Some specific ideas:

- Labour Groups should allocate time in their group meetings to discussing their political and organisational strategy for responding to the cuts. This can include ensuring that they organise speakers at residents’ associations and community groups, agreeing lines to take, making sure leaflets explain what is happening and why. Develop allies – a message that the council isn’t to blame for these cuts and people should focus their anger on the government is much stronger if made by people who are not councillors and who are well known as anti-cuts campaigners, champions for elderly people and so on.

- As part of the budget, a paper should be published which shows the difference between a 20% cut in local government funding (as proposed by Alastair Darling), and the 28%+ cuts imposed by George Osborne. This shows exactly which services are being cut as a result of the Tories and Lib Dems. In Ealing, for example, the council would have been able to reduce spending by 20% over three years without any cuts to front line services. But because Labour lost in May, millions will be cut from front line services.

- If possible, the cuts which would be required by the section 151 officer if the council refused to make cuts should also be set out. This is a powerful argument to make against those who say that councillors should resign rather than make cuts (“if we didn’t take these decisions, here’s what would have happened”). But also, it is a point of accountability. The argument “we had to make these cuts because otherwise the section 151 officer would have done these terrible things” rather disappears if it turns out that Labour councillors were voting for a budget which would have been identical to the one imposed by law.

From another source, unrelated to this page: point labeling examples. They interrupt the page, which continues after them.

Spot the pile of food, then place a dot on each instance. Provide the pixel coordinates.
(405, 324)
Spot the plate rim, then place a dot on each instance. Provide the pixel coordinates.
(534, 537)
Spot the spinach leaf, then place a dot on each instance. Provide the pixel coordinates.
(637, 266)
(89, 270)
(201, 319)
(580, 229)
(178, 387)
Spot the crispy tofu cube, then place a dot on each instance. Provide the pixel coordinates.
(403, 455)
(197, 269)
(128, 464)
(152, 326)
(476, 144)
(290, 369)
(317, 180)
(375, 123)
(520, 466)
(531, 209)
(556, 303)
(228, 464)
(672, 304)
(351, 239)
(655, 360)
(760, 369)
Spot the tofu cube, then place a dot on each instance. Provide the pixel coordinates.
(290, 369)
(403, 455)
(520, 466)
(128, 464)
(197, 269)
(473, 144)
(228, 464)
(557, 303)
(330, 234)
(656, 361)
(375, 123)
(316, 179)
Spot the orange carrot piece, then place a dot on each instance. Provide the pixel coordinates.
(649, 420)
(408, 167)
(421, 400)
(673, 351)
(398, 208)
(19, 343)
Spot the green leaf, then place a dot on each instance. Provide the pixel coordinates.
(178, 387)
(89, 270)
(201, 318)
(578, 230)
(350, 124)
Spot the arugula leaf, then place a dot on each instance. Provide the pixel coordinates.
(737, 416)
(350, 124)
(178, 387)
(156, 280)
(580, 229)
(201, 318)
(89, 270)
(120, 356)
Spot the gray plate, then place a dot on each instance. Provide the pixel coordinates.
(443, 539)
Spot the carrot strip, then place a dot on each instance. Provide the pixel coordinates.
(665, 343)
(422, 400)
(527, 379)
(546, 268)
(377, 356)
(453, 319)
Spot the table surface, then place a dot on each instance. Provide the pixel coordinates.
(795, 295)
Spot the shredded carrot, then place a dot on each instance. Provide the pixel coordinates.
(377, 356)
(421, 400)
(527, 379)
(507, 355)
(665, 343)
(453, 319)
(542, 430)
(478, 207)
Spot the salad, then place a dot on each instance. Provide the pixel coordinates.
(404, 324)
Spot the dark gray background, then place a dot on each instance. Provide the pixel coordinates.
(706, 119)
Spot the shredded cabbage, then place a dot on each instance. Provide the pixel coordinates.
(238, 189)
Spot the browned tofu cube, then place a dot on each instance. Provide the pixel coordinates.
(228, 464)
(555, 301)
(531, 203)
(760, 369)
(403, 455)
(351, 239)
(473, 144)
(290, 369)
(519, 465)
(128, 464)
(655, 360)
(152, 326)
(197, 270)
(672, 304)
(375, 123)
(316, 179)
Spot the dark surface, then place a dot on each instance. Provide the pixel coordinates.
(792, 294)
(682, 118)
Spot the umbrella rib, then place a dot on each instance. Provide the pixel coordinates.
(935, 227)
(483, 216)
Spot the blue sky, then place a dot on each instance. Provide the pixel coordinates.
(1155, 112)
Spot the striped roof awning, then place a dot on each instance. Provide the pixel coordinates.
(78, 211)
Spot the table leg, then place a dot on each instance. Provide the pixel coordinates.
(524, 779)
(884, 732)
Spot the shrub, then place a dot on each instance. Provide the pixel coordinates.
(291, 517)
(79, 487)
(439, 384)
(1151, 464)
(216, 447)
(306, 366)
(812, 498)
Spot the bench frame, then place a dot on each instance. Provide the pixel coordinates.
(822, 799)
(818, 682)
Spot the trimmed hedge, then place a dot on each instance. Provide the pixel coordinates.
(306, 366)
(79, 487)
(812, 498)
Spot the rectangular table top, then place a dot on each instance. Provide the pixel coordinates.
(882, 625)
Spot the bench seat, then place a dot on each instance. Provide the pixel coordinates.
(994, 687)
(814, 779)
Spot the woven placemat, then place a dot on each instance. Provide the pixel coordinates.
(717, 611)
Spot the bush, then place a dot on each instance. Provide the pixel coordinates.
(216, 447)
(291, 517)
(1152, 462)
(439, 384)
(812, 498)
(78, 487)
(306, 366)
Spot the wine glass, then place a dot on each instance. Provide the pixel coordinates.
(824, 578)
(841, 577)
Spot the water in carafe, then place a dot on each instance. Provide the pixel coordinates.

- Labour councillors need to try to create more opportunities to share ideas and learn from each other, and to adopt good ideas from party members, supporters and others. There’s probably scope for a website which could help with this – I note that the LGA, which presumably should fulfil this role in part, isn’t doing so.

- Above all, give people hope and a chance to be involved. If Labour councillors make the argument “we had to do what we did, these cuts are inevitable, here’s why your alternative ideas are nonsense, if you want to oppose the cuts you should go and deliver my leaflets”, then they shouldn’t be surprised if people choose instead to join up with local anti-cuts campaigns and denounce them as sell outs. Councillors need to show how they are on the side of people angry about cuts, and work as equals with them on organising to build an alternative. Be prepared to make concessions, show people how their priorities are reflected in the decisions taken, help set up clever and interesting ways to organise anger against the cuts.

I know that there are all sorts of examples round the country where Labour councillors and activists are working well together and doing all the above and more. But I hope the above principles are ones which both leftie “no cuts” activists and councillors who have been working for months to minimise the impact of cuts can see the advantages of.